Bila semula akan diletakkan mengitari Bumi, seperti halnya teleskop Hubble, kemudian diubah di orbit Bumi. Artinya teleskop ini berada di orbit heliosentris. Spitzer mengitari Matahari, sebagaimana halnya Bumi.
Menggunakan cahaya Matahari sebagai sumber energinya, semula teleskop ini berjarak 42 juta km dari Bumi dan bertambah 18 juta km tiap tahunnya. Dengan cara ini memberikan keuntungan yaitu selain bisa menghemat sumber tenaga listriknya, Spitzer tidak terganggu oleh panas yang dipantulkan Bumi.
Selain itu, panel surya yang bertugas menangkap radiasi Matahari juga berfungsi melindungi teleskop “supaya tetap dingin “, saat yang sama melindungi arah pandang teleskop yang dioperasikan selalu menjauhi arah Matahari.
Amat Sensitif
Melalui cermin utama berdiameter hampir 1 m yang ekstra sensitif (benda seukuran remote kontrol TV sejauh 40.000 km mampu dideteksi) dan amat dingin, panas serendah apapun di kedalaman antariksa yang merentang dalam panjang gelombang inframerah dideteksi, dipantulkan dan difokuskan menuju cermin sekunder yang lebih kecil yang berhadapan dengan cermin utama.
Selanjutnya dipantulkan lagi melewati lobang di bagian tengan cermin utama menuju tiga instrumen ilmiah yang ditempatkan dibelakang cermin utama.

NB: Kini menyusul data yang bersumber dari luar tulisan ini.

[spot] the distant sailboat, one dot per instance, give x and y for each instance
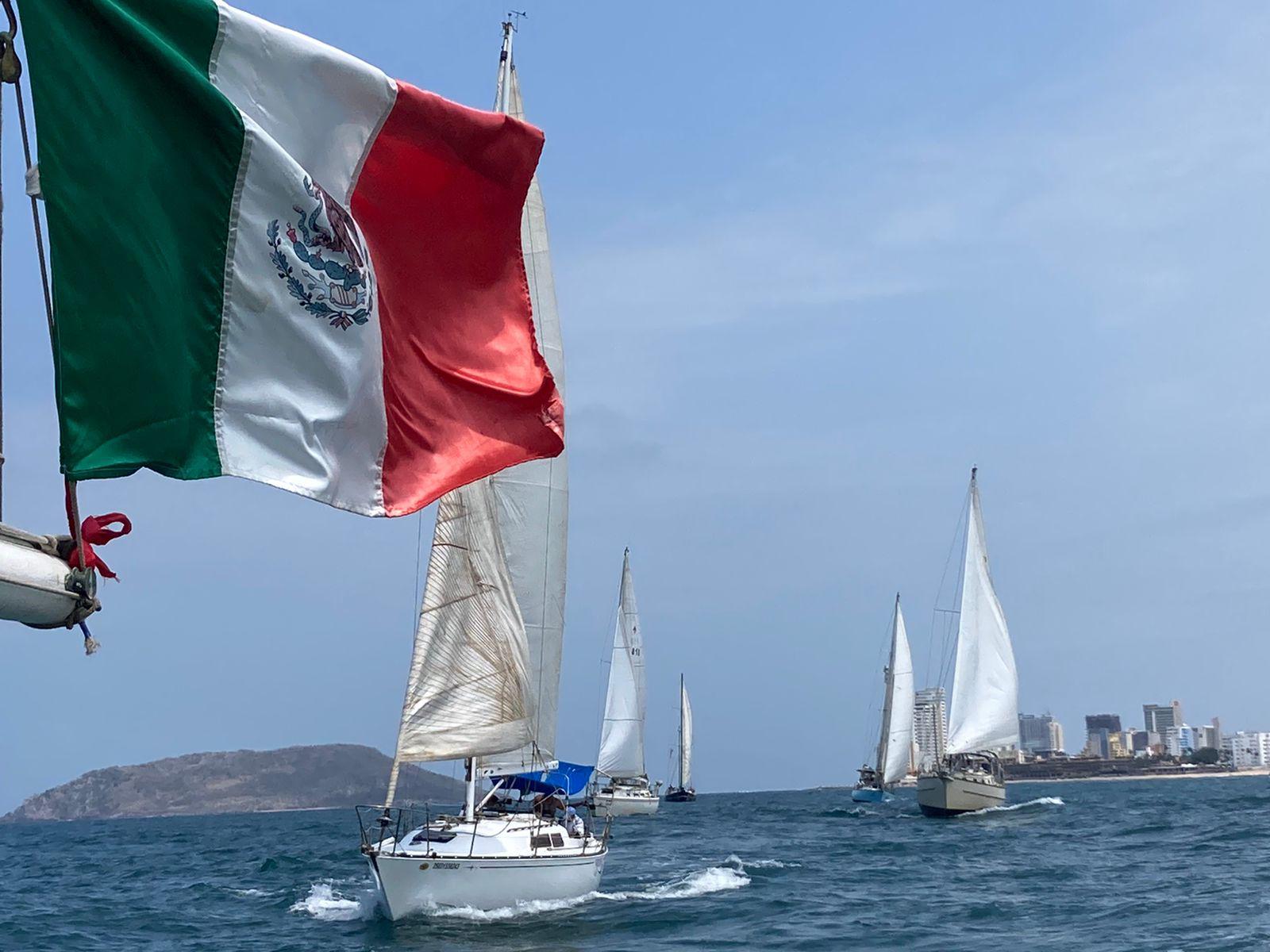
(984, 715)
(622, 746)
(895, 744)
(484, 677)
(683, 791)
(468, 696)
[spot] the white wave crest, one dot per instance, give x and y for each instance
(327, 904)
(761, 863)
(702, 882)
(1007, 808)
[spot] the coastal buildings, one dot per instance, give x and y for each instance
(1039, 734)
(1180, 740)
(1103, 736)
(930, 725)
(1249, 749)
(1160, 717)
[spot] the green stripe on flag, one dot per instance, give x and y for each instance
(139, 156)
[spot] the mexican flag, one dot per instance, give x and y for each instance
(272, 260)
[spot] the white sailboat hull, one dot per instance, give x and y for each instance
(958, 793)
(412, 885)
(625, 803)
(497, 863)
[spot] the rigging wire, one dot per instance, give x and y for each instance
(937, 611)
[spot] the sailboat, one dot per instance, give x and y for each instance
(683, 791)
(895, 743)
(486, 672)
(984, 712)
(468, 696)
(533, 497)
(622, 744)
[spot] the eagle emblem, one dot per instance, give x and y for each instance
(334, 281)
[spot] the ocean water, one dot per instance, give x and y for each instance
(1153, 865)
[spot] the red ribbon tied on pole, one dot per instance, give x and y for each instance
(95, 531)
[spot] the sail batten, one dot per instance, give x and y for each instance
(897, 731)
(533, 497)
(622, 743)
(984, 708)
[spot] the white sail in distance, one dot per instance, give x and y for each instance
(622, 742)
(984, 710)
(469, 685)
(533, 497)
(895, 749)
(685, 736)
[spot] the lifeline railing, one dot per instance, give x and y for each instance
(387, 824)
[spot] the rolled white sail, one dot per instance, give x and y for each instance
(622, 742)
(984, 711)
(685, 738)
(533, 497)
(897, 733)
(468, 691)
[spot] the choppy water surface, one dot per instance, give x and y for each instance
(1155, 865)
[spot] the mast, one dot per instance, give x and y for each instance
(503, 94)
(883, 742)
(533, 497)
(470, 799)
(681, 731)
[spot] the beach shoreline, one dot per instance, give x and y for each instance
(1195, 776)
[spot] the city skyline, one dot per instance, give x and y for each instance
(891, 258)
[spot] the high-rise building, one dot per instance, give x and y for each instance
(1099, 730)
(1037, 733)
(930, 725)
(1180, 740)
(1249, 749)
(1056, 736)
(1160, 717)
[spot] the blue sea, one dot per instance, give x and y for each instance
(1153, 865)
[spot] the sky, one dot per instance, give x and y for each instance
(813, 263)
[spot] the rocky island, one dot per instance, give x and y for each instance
(237, 782)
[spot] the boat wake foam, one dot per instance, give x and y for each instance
(327, 904)
(702, 882)
(1026, 805)
(761, 863)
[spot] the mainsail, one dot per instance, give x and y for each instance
(622, 742)
(533, 497)
(984, 711)
(468, 693)
(897, 719)
(685, 736)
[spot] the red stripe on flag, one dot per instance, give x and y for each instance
(438, 202)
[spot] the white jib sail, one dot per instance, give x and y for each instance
(468, 692)
(984, 711)
(533, 497)
(685, 738)
(622, 742)
(897, 731)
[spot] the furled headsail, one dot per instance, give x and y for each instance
(984, 708)
(468, 693)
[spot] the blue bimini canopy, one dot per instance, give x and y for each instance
(569, 780)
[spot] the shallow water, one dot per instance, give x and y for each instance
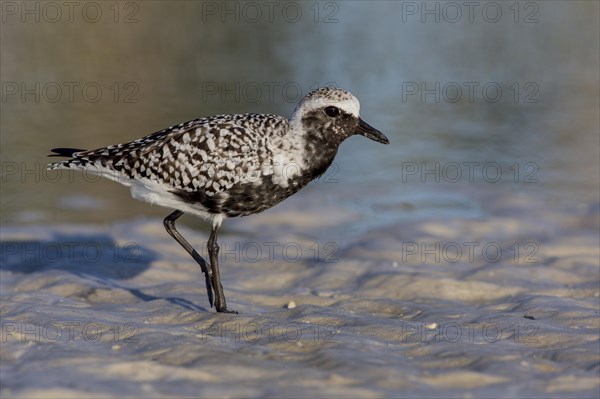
(462, 260)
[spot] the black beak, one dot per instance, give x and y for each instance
(364, 129)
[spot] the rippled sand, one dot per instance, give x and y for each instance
(394, 311)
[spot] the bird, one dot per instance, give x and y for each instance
(226, 166)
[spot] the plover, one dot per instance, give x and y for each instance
(228, 165)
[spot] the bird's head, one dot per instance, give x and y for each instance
(333, 113)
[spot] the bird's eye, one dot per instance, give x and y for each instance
(332, 111)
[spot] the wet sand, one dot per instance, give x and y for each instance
(425, 308)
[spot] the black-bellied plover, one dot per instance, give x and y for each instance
(228, 165)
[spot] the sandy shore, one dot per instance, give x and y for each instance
(506, 305)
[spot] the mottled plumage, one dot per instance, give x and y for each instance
(229, 165)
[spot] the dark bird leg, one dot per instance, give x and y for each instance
(213, 252)
(169, 223)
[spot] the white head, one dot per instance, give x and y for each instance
(332, 115)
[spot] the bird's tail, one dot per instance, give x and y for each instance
(64, 152)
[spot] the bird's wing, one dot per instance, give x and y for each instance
(208, 155)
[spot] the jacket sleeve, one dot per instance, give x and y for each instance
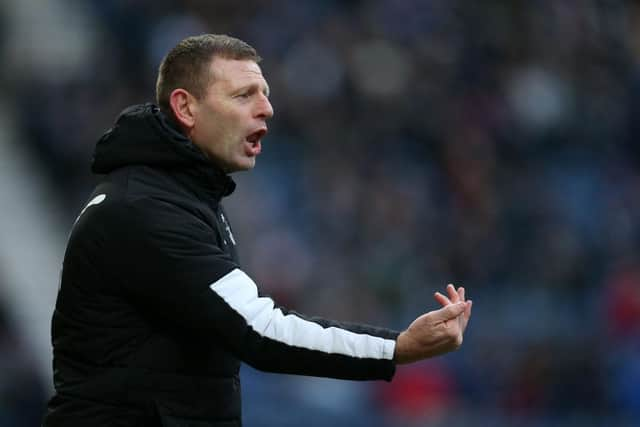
(179, 271)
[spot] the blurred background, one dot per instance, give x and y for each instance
(415, 143)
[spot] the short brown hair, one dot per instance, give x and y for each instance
(186, 66)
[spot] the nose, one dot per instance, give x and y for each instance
(264, 110)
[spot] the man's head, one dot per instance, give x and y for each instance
(213, 87)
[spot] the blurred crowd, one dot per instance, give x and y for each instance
(415, 143)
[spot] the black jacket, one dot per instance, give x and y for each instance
(154, 313)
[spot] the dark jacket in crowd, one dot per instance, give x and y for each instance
(154, 312)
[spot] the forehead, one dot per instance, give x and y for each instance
(234, 73)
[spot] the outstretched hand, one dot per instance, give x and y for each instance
(436, 332)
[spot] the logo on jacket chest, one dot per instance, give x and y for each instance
(227, 228)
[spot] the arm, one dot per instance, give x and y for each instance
(181, 275)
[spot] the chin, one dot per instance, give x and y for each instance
(245, 165)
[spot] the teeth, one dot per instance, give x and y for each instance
(255, 137)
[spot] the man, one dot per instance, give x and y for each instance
(154, 313)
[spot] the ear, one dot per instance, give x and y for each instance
(184, 106)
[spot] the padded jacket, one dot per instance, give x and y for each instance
(154, 313)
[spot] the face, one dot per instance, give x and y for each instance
(231, 119)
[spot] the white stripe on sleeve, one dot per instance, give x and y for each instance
(241, 293)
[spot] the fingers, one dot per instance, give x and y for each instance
(451, 311)
(461, 293)
(441, 299)
(466, 315)
(453, 295)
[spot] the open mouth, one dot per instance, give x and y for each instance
(253, 146)
(256, 136)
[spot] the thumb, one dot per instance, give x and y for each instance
(451, 311)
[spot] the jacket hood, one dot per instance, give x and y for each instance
(143, 135)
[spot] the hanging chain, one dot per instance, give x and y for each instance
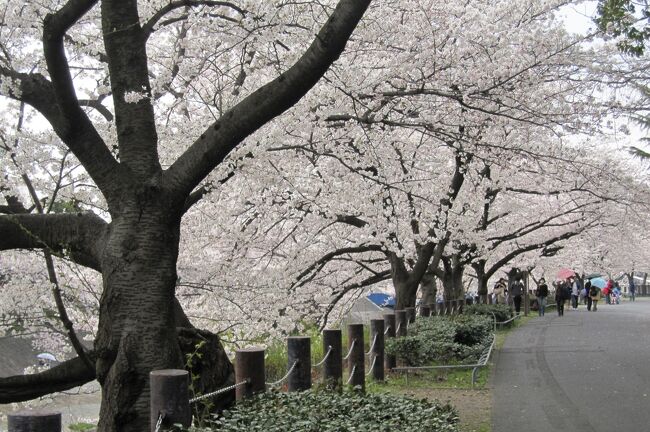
(273, 384)
(216, 392)
(159, 422)
(329, 350)
(354, 341)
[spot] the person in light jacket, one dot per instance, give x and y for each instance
(517, 291)
(595, 294)
(541, 293)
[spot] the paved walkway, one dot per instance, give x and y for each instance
(583, 372)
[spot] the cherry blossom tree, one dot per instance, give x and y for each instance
(117, 83)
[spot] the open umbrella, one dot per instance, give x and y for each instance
(565, 273)
(599, 282)
(46, 356)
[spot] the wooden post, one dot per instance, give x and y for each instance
(249, 366)
(356, 360)
(410, 314)
(401, 323)
(34, 421)
(526, 296)
(389, 324)
(299, 350)
(376, 359)
(169, 397)
(333, 366)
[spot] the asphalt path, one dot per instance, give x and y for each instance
(583, 372)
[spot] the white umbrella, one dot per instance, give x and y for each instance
(46, 356)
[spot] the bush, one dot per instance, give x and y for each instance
(442, 339)
(502, 312)
(322, 411)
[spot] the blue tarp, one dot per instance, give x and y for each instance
(382, 300)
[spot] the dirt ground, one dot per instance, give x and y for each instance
(474, 406)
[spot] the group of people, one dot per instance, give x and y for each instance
(501, 294)
(571, 291)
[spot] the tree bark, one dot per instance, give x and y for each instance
(429, 289)
(137, 331)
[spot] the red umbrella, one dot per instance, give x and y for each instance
(565, 273)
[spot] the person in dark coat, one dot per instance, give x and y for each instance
(541, 293)
(516, 291)
(562, 293)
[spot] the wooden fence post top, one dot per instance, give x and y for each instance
(168, 372)
(34, 420)
(34, 413)
(251, 350)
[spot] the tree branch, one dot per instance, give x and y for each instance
(57, 100)
(267, 102)
(67, 375)
(379, 277)
(148, 27)
(126, 53)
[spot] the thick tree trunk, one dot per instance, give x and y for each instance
(137, 327)
(452, 279)
(405, 293)
(481, 280)
(429, 289)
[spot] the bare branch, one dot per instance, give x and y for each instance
(67, 375)
(267, 102)
(148, 27)
(79, 235)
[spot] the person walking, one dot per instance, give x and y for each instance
(541, 293)
(588, 295)
(595, 294)
(516, 291)
(499, 291)
(608, 291)
(561, 294)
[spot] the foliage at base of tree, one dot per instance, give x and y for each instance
(442, 339)
(501, 312)
(324, 411)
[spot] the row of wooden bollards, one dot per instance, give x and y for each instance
(170, 388)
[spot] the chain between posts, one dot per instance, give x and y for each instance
(372, 366)
(329, 350)
(216, 392)
(293, 366)
(351, 374)
(159, 422)
(354, 341)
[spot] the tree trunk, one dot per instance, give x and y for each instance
(405, 293)
(481, 280)
(429, 289)
(137, 328)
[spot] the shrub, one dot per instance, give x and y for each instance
(442, 339)
(322, 411)
(502, 312)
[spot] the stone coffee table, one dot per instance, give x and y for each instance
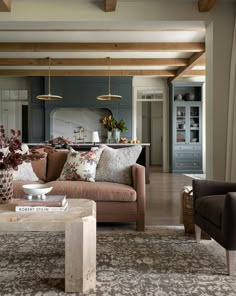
(78, 222)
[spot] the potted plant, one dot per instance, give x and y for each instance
(11, 156)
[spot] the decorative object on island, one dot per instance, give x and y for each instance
(95, 137)
(114, 128)
(11, 156)
(109, 97)
(60, 142)
(49, 97)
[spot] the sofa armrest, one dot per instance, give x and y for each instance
(210, 187)
(139, 184)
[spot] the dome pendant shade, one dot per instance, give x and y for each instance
(49, 97)
(109, 97)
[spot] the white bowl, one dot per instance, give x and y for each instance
(38, 190)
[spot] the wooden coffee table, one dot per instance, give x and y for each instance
(78, 222)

Ketiga instrumen itu adalah Fotometer Pencitraan Multikanal (MIPS), Spektograf inframerah (IRS) dan Kamera Susunan Inframerah (IRAC) akan menganalisa cahaya inframerah dalam berbagai frekuensi (atau panjang gelombangnya). Tangki helium cair diletakkan dibagian bawah ketiga instrumen tersebut.
Dengan kemampuannya seperti di atas, dalam 3 tahun ini, teleskop Spitzer telah memberikan informasi yang berharga mengenai objek-objek alam semesta,terutama proses lahirnya bintang baru yang berada dalam selubung awan gas dan debu.
Layaknya dokter dengan peralatan medis USG untuk melihat dan memantau perkembangan janin di dalam rahim, Spitzer memainkan peran mengungkap keajaiban-keajaiban alam semesta yang tidak kasat mata. “Dunia gelap” dalam pandangan cahaya tampak yang ternyata begitu hingar bingar dalam pandangan Spitzer.